The toll from backdating continues to mount. More than 30 officials, including eight CEOs, have left companies under scrutiny for manipulating stock options to reward employees, and executives at two, Brocade Communications Systems Inc. and Comverse Technology Inc., face criminal charges. More than 60 companies -- from Apple Computer Inc. to Cablevision Systems Corp. -- have restated or plan to revise earnings.

"It's getting worse before it gets better,'' said Howard Silverblatt, an analyst at Standard & Poor's in New York. "The issue will become more widespread as more companies are coming forward voluntarily instead of waiting for official inquiries.''

At least 140 companies have disclosed federal investigations or internal probes of potential stock-option manipulation. The Justice Department, the Securities and Exchange Commission, the Federal Bureau of Investigation and the Internal Revenue Service are among the agencies running civil or criminal probes.

Scratching the Surface

Meantime, investors have filed more than 230 lawsuits seeking compensation for the profits that executives and other employees made from improper grants and the earnings misstatements that may have resulted. "I think we have scratched the surface,'' said Derek Meisner, a partner in the Boston office of Kirkpatrick & Lockhart Nicholson Graham LLP who's advising companies he declined to name on whether to terminate executives over stock-option manipulation. "You are going to see more of it as companies conclude internal investigations and the SEC completes its investigations. This is kind of the tip of the iceberg.''

Backdating, the most serious abuse, involves retroactively pegging options to an earlier day when a company's stock was trading at a lower price. When the stock rises, holders of backdated grants can buy shares at artificially low levels and pocket the difference. If not disclosed to shareholders, backdating can be considered fraudulent. The practice hides compensation costs, reduces income-tax payments and overstates earnings.

Yep, backdating is certainly a lousy thing to do to your shareholders, but it is also an exceedingly low and sleezy thing to do to the rank and file employees who got the plain vanilla options.
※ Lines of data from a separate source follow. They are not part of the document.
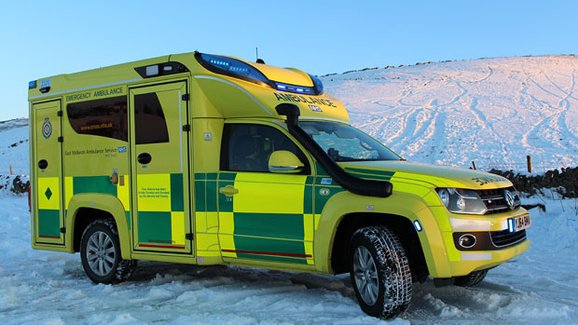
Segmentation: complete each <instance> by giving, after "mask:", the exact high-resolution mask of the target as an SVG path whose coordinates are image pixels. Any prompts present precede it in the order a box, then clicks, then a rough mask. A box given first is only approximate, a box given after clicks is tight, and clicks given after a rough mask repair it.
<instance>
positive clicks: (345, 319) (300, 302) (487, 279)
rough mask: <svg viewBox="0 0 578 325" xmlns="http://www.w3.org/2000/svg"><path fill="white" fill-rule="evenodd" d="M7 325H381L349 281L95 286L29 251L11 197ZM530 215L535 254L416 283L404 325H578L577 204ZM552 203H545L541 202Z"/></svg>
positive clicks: (210, 268)
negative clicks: (221, 324)
mask: <svg viewBox="0 0 578 325" xmlns="http://www.w3.org/2000/svg"><path fill="white" fill-rule="evenodd" d="M0 195H1V200H2V202H3V206H2V212H0V323H1V324H3V325H5V324H35V325H36V324H142V323H148V324H164V323H172V324H234V325H238V324H379V323H384V322H383V321H380V320H378V319H375V318H372V317H369V316H367V315H365V314H364V313H363V312H362V311H361V310H360V309H359V307H358V305H357V302H356V300H355V295H354V293H353V290H352V288H351V284H350V282H349V279H348V278H347V277H345V276H340V277H331V276H322V275H311V274H292V273H285V272H277V271H265V270H253V269H245V268H238V267H208V268H201V267H196V266H188V265H176V264H163V263H154V262H142V263H141V264H140V265H139V268H138V269H137V273H136V274H135V275H134V277H133V278H132V279H131V281H128V282H125V283H122V284H118V285H114V286H111V285H94V284H92V283H91V282H90V280H89V279H88V278H87V277H86V276H85V275H84V272H83V270H82V266H81V264H80V258H79V256H78V254H76V255H68V254H62V253H53V252H46V251H34V250H32V249H31V248H30V230H29V228H30V226H29V225H30V222H29V218H28V210H27V201H26V198H25V197H14V196H12V195H11V194H8V193H2V194H0ZM550 196H551V194H548V195H546V196H545V197H542V198H537V197H535V198H532V199H531V200H530V201H532V200H533V201H536V202H545V203H546V212H545V213H543V212H541V211H540V210H539V209H533V210H532V211H531V214H532V217H533V226H532V228H530V229H529V231H528V236H529V238H530V239H531V240H532V245H531V248H530V250H529V251H528V252H527V253H526V254H524V255H522V256H521V257H519V258H517V259H515V260H513V261H511V262H509V263H506V264H504V265H501V266H499V267H497V268H495V269H493V270H491V271H490V273H489V274H488V277H487V278H486V280H485V281H484V282H483V283H482V284H481V285H480V286H478V287H475V288H469V289H466V288H460V287H444V288H434V286H433V283H432V282H431V281H430V282H426V283H424V284H416V285H415V287H414V296H413V303H412V305H411V307H410V308H409V310H408V311H407V312H406V313H405V314H403V315H401V316H400V317H399V318H397V319H395V320H393V321H391V322H392V323H395V324H435V323H444V324H446V323H453V324H464V323H467V324H488V323H503V324H578V301H577V299H576V297H578V254H576V241H577V240H578V202H577V201H576V200H560V199H554V200H553V199H551V198H549V197H550ZM542 200H544V201H542Z"/></svg>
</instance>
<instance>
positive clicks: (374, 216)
mask: <svg viewBox="0 0 578 325" xmlns="http://www.w3.org/2000/svg"><path fill="white" fill-rule="evenodd" d="M374 225H382V226H386V227H387V228H388V229H390V230H391V231H393V232H394V233H395V234H396V235H397V237H398V238H399V240H400V241H401V244H402V245H403V248H404V250H405V252H406V255H407V257H408V259H409V262H410V268H411V270H412V275H413V277H414V280H420V281H422V280H424V279H425V278H426V277H427V276H428V274H429V272H428V268H427V263H426V260H425V256H424V252H423V249H422V246H421V243H420V239H419V237H418V234H417V231H416V230H415V227H414V225H413V224H412V222H411V221H410V220H409V219H408V218H406V217H403V216H399V215H395V214H385V213H350V214H347V215H344V216H343V217H342V218H341V220H340V222H339V225H338V226H337V230H336V232H335V236H334V238H333V244H332V246H331V253H330V263H331V269H332V271H333V273H335V274H339V273H346V272H349V271H350V266H351V260H350V259H351V257H350V254H349V251H350V241H351V237H352V235H353V233H355V231H356V230H357V229H360V228H364V227H368V226H374Z"/></svg>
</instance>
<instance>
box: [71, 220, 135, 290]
mask: <svg viewBox="0 0 578 325" xmlns="http://www.w3.org/2000/svg"><path fill="white" fill-rule="evenodd" d="M80 258H81V260H82V267H83V268H84V272H85V273H86V275H87V276H88V277H89V278H90V279H91V280H92V281H93V282H95V283H106V284H111V283H118V282H122V281H124V280H126V279H128V278H129V277H130V276H131V275H132V273H133V272H134V270H135V268H136V261H135V260H124V259H122V257H121V254H120V243H119V240H118V232H117V230H116V225H115V224H114V222H113V221H112V220H110V219H98V220H95V221H93V222H92V223H91V224H89V225H88V227H86V230H85V231H84V233H83V234H82V239H81V240H80Z"/></svg>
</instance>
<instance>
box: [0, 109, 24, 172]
mask: <svg viewBox="0 0 578 325" xmlns="http://www.w3.org/2000/svg"><path fill="white" fill-rule="evenodd" d="M28 155H29V153H28V119H24V118H23V119H15V120H10V121H3V122H0V175H9V174H10V165H12V172H13V174H15V175H28V174H29V173H30V171H29V170H30V167H29V166H28V164H29V163H28V162H29V160H28Z"/></svg>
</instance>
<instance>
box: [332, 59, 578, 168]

Here they were, watching the stock price and their exercise date, trying to forecast whether they'd be able to buy a new car or a flat-panel TV or even a new raincoat on the big day...No doubt in most cases what they really needed to buy on exercise day was a snorkel, because those options that seemed so promising the day they got them were now well under the water. I've lost all track of how many loser-ama options I was granted over the years. Every once in a while I find some old file with an option granting letter in it. In the rare case where the company still exists, I might do a check to see whether they EVER would have been worth anything. I'm seldom re-disappointed.

But I know that if I found out that the executives in my company had been backdating or otherwise manipulating the game so that they could win even bigger time than they already were, I would have been colossally pissed off.

Blessedly, the only options I have now are in a very small company, run by very honest people, where there's actually a less than zero chance that they'll be worth the paper they're printed on at some point. And blessedly (I guess) I have few enough of them that I don't expend one iota's worth of time fantasizing about what I'll do if they pay-off (which was certainly not the case with some of the larger pots o' options I've had in the past. Hmmmm, early retirement? House in Maine? Life of philanthropy?)

Meanwhile, I'm just as happy I don't use McAfee, those weaselly bastards.